How to deploy without dropping requests

The short version: Every deploy stops your old process — and if it stops abruptly, every request it was serving dies. The fix is graceful draining: before the old instance shuts down, flip it to "not ready" so the load balancer stops sending new traffic, let in-flight requests finish, close connections, then exit. Three moving parts make this work: a readiness flip, SIGTERM handling, and a drain timeout.

Why deploys drop requests

When you deploy, the orchestrator stops the old version. If it sends a kill signal and the process dies instantly, anyone mid-request gets a reset connection or a 5xx. The goal is to make "stop" mean "finish what you're doing first, then exit" — a graceful shutdown.

The three moving parts

1. Flip to 'not ready'

Fail the readiness check first so the load balancer drains you before you stop accepting connections.

2. Handle SIGTERM

Stop accepting new requests, let in-flight ones finish, close DB and queue connections, then exit 0.

3. Drain timeout

If draining hangs, force-exit before the platform's SIGKILL does — so you control the outcome.

The deploy sequence that drops nothing

Put together, a zero-drop rollout looks like this:

1. Start the NEW instance, wait until it passes readiness.
2. Add it to the load balancer.
3. Flip the OLD instance's readiness to false (stop new traffic).
4. Send SIGTERM to the old instance.
5. Old instance: finish in-flight requests, close connections, exit.
6. (Safety) force-exit if draining exceeds the grace period.

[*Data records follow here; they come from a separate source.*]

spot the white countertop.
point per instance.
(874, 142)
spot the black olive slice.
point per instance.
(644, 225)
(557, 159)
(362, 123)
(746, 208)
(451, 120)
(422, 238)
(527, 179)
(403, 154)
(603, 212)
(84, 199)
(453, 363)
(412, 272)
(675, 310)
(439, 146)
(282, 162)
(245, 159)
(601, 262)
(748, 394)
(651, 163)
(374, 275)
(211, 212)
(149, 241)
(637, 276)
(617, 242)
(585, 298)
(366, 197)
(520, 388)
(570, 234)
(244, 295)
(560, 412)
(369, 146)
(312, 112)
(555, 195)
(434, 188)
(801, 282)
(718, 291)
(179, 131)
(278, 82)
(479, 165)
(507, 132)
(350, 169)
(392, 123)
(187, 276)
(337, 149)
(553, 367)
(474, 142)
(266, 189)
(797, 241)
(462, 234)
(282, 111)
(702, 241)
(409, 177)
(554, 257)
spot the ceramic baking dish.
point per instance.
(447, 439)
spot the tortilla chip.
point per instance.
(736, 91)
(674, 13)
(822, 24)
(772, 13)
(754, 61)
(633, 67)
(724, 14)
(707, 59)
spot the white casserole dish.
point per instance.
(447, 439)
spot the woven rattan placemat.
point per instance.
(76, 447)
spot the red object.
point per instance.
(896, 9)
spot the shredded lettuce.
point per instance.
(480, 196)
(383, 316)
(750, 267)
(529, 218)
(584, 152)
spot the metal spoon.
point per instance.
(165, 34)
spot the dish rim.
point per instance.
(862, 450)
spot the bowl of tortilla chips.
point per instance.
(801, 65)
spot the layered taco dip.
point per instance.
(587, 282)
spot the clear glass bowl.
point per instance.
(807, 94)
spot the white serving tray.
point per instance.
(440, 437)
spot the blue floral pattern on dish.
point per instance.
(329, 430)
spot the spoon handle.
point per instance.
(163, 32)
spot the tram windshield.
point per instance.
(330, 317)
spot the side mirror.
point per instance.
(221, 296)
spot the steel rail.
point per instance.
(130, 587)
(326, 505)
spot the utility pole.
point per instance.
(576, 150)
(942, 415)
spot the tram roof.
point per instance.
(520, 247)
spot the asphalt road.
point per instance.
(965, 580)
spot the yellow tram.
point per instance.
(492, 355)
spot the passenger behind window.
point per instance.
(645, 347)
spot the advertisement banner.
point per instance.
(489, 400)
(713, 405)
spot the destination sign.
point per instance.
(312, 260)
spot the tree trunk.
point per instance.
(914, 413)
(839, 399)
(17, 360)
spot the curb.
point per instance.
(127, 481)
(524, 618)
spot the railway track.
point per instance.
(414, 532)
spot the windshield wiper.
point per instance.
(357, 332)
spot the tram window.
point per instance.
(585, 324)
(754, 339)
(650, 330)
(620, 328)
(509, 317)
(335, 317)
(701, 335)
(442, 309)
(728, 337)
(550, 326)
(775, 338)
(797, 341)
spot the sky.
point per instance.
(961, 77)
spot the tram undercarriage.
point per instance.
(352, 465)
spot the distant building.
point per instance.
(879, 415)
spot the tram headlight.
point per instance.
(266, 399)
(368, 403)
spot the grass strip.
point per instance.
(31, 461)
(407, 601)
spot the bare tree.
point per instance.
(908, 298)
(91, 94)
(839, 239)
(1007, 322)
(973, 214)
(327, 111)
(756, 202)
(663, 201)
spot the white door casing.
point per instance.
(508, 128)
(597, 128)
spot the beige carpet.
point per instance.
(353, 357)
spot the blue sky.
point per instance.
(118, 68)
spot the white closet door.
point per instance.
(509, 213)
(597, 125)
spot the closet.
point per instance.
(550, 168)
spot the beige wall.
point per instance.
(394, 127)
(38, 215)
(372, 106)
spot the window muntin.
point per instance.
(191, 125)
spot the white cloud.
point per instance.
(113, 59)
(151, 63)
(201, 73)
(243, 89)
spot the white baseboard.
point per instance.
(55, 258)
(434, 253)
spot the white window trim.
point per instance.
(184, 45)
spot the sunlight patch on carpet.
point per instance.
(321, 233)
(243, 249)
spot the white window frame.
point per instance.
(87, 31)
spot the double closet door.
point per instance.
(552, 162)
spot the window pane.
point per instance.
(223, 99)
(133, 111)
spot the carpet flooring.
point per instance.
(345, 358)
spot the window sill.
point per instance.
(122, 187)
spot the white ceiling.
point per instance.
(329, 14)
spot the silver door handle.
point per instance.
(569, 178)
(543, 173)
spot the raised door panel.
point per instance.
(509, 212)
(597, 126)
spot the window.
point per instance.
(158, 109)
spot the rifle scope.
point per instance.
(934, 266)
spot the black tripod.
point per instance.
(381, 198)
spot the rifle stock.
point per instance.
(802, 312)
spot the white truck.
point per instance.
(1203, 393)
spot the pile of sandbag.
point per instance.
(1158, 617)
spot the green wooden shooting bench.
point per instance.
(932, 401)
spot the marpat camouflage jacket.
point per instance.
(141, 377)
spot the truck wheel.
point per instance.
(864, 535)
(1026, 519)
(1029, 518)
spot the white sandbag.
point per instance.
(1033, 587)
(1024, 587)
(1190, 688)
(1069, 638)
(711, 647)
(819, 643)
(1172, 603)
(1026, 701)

At no point is there an instance receiving traffic it can't serve, and no request is cut off mid-flight.

The keep-alive gotcha

One subtle trap: HTTP keep-alive connections stay open between requests, and server.close() waits for them. Set a short keepAliveTimeout, or actively close idle connections during shutdown, or your "graceful" drain hangs until the timeout fires every single deploy.

How Infraveil handles this

Draining handled by the agent

Infraveil's agent owns the deploy sequence on your own servers: it brings up the new instance, waits for health, drains the old one, and only then stops it — so requests aren't severed mid-flight. The whole rollout is approval-gated and recorded, with one-click rollback. You get zero-drop deploys without hand-writing the readiness-flip-and-drain dance for every service.

Old instances drain before they're stopped — requests finish cleanly
Health-gated cutover so traffic never hits an unready instance
Every deploy approval-gated and recorded, with one-click rollback

Frequently asked questions

Why does my app drop requests on deploy?

Because the old process was stopped while still serving traffic. Either it didn't handle SIGTERM, or it didn't drain in-flight requests before exiting, so the platform's forced kill cut them off.

What is connection draining?

Letting an instance finish the requests it's already handling before it shuts down, while no longer accepting new ones. It's the core of a graceful, zero-drop deploy.

What's a readiness flip?

Marking an instance "not ready" so the load balancer stops routing new requests to it — done first, before shutdown, so traffic moves away before the process stops.

How long should the drain timeout be?

Slightly longer than your slowest normal request, but shorter than the platform's kill grace period (often 30s). Force-exit at that point so you control shutdown rather than getting SIGKILLed mid-request.